Before my husband and I were married, we decided to go to pre-marital counseling with hope to be set up for success. We were asked our “Love Languages,” which I knew nothing of. After given the information, my husband was asked which one he believed was my language. “All of them!” he said, and we laughed. This is true, to some degree, but later I realized there are expressions of love I appreciate and expressions of love I need to feel loved. Knowing my love language was important. Communicating how I needed to be loved was essential. Love is not letting our partner read our minds or saying “you should know;” followed by anger, withdrawal, and hopelessness. Finally, I needed to know my partner’s love language AND be intentional about meeting those needs.

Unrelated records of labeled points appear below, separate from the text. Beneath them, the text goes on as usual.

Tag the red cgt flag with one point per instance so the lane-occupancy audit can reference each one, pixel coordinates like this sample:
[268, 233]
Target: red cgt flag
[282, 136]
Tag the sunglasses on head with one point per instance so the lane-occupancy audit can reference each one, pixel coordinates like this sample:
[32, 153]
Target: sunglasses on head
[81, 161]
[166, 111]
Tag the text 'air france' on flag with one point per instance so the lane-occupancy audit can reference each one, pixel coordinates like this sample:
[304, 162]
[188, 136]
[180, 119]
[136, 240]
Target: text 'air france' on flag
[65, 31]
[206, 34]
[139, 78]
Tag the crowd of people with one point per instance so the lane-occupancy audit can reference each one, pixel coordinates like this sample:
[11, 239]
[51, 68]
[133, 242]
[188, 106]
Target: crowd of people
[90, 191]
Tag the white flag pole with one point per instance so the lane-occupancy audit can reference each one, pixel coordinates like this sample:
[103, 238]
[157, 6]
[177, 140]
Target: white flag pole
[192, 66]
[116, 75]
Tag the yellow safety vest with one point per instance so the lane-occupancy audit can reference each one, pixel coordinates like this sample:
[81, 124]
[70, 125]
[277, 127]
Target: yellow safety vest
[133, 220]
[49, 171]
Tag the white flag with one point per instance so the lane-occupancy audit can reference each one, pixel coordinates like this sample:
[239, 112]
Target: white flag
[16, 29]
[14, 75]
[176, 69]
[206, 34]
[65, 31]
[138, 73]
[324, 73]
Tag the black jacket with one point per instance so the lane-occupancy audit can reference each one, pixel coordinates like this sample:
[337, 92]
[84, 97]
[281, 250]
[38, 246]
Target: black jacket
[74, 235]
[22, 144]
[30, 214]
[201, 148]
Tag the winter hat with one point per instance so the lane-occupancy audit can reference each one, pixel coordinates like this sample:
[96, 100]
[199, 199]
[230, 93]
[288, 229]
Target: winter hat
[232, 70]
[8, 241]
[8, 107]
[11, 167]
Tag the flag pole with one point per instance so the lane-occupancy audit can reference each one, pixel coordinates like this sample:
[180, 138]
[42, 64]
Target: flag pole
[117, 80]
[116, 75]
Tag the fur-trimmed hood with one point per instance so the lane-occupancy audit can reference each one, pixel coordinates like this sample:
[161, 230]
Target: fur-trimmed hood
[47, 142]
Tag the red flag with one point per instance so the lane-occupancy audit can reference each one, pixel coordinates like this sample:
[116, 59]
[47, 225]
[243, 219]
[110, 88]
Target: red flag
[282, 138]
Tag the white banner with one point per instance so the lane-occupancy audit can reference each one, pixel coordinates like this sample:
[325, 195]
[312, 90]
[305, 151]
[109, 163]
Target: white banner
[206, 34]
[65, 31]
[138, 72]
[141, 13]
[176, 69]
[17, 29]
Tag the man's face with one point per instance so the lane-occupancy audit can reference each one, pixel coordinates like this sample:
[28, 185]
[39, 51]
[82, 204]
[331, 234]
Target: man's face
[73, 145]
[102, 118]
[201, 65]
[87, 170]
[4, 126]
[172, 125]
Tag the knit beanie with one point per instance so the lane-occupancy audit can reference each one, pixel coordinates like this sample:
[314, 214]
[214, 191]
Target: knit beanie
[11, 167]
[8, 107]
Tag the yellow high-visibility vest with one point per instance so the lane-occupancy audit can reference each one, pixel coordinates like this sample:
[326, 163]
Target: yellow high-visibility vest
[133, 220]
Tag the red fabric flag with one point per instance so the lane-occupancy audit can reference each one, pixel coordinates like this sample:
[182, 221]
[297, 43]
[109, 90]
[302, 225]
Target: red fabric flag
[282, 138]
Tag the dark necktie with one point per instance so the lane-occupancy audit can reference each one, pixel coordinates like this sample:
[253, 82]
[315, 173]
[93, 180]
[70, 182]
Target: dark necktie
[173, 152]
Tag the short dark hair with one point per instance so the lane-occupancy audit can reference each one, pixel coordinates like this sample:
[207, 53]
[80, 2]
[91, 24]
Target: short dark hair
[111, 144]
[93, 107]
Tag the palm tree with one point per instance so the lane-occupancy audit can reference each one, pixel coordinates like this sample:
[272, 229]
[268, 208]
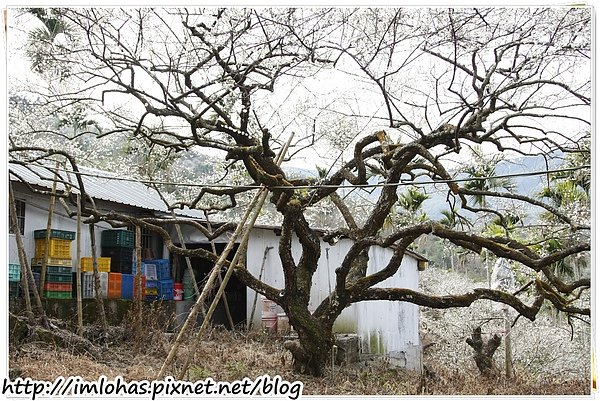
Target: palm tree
[483, 169]
[42, 47]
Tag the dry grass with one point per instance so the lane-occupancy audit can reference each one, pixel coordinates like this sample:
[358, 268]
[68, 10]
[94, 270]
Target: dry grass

So many couples I support struggle with love and understandably so. Work, kids, and resentments about their partner are a few roadblocks to love. They are enveloped in negativity and demand their partner make the first move. But here’s the thing, how YOU show your partner love directly impacts the love YOU receive. It is interconnected and you are playing a role by being confrontational or withdrawn-so let YOU be the change for yourself and for your relationship. Return to your loving self that your early experiences taught you to be and pull your partner close and say “you are my world and I need more time with you” or leave a note when you leave the house (or bedroom if you are working from home). If anger and pain from earlier experiences are preventing you from love, then invest in yourself and get help from a professional.
What’s the next chapter in your love story? Because you’re writing it.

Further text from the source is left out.